Gary Thomas Ng doubles as the elderly Sam Kimura of the prologue/coda and Sammy and Kei’s gentle grandfather, Ojii-chan, who duets winsomely with Kei on “Ishi Kara Ishi” before quietly keeling over in the internment camp garden where he has miraculously conjured flowers from the dust. Sam is a tougher cookie than Ojii-chan, but the excellent Ng portrays the latter with an impish charm that does not preclude “gaman” — Japanese for endurance with dignity — and the former with a stiffness that movingly crumbles into regret.

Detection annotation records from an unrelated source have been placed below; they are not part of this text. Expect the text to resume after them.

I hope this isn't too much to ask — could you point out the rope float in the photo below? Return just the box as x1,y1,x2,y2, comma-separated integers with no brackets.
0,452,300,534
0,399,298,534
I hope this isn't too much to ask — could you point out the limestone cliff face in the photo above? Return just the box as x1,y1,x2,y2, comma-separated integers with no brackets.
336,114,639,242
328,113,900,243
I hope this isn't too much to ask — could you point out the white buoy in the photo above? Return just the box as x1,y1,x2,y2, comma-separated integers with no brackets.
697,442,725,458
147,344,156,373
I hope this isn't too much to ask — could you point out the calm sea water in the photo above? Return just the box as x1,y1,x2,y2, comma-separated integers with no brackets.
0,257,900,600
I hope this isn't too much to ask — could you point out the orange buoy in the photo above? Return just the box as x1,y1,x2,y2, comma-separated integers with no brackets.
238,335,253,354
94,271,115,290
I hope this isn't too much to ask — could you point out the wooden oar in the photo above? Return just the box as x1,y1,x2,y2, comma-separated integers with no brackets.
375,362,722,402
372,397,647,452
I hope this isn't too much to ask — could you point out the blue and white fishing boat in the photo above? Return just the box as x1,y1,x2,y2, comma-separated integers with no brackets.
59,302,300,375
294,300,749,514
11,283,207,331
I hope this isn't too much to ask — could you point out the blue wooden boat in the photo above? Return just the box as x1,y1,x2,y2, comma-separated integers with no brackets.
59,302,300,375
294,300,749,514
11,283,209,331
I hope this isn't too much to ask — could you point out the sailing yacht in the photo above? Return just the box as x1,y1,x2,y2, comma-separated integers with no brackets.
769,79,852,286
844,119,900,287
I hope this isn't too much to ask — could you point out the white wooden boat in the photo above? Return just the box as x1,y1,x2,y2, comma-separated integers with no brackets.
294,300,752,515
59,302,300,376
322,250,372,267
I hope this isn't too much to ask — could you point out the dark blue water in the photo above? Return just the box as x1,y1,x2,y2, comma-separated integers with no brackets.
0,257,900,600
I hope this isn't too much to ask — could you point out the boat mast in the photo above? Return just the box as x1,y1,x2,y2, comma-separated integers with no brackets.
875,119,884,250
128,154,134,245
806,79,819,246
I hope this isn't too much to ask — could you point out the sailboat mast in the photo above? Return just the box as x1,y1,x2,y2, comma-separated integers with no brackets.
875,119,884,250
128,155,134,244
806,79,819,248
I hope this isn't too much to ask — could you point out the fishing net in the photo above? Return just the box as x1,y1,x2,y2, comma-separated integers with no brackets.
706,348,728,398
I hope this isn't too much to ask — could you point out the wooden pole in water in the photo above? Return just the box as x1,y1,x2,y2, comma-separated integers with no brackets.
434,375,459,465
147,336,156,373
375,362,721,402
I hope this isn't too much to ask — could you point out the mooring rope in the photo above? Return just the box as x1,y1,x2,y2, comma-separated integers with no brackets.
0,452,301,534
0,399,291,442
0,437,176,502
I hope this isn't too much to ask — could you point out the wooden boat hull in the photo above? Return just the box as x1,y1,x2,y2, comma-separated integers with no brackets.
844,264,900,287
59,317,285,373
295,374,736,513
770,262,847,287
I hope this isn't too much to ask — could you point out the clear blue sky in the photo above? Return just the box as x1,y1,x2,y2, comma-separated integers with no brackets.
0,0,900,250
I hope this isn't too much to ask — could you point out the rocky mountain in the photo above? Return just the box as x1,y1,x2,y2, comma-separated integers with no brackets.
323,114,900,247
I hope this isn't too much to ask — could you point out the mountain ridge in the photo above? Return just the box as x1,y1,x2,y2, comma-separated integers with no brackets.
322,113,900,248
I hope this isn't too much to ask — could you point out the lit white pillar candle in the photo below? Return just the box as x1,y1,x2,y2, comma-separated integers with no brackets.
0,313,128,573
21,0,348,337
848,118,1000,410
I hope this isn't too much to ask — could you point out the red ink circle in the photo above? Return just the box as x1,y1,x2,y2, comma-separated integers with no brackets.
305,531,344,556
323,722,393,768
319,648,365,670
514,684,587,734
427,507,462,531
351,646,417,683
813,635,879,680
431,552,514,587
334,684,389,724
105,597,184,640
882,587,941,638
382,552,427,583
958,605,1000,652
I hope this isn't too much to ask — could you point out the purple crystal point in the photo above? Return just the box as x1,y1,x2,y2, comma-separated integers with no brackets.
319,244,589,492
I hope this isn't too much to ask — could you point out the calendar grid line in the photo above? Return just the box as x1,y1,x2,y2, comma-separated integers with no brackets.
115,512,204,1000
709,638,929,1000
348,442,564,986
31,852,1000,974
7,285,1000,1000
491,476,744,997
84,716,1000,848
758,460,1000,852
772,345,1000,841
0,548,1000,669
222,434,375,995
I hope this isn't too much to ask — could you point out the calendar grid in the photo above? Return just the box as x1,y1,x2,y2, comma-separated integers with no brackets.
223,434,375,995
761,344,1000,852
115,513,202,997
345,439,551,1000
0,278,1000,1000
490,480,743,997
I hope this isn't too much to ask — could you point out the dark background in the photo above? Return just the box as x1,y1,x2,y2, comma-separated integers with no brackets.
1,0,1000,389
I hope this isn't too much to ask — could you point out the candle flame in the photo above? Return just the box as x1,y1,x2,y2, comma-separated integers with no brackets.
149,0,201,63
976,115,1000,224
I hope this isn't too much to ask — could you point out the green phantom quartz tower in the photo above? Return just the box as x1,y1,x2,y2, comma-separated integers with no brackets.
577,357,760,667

Sam Tanabe’s Sammy is almost too straight an arrow, giving square-shouldered delivery to the anthemic “What Makes a Man a Man.” But with Melissa Geerlof’s Hannah, whose uniform remains starchy even as she loosens and toughens up, he cuts a mean, flirty rug. So does Tyler Simahk’s Frankie, leading the company in the jazzy, scathing “Paradise” and his fellow resisters in the defiant “Resist.”
Indeed, the entire troupe is both forceful and earnest in a musical whose aim is admirable but whose book and music are only serviceable. In the end, even as I felt myself tearing up, I wondered if “Allegiance” might have been more effective if it had cut the music and the melodrama and just let its fact-based, keenly pertinent cautionary tale tell itself.
SpeakEasy Stage Company’s production of “Allegiance” runs through June 2 at the Calderwood Pavilion.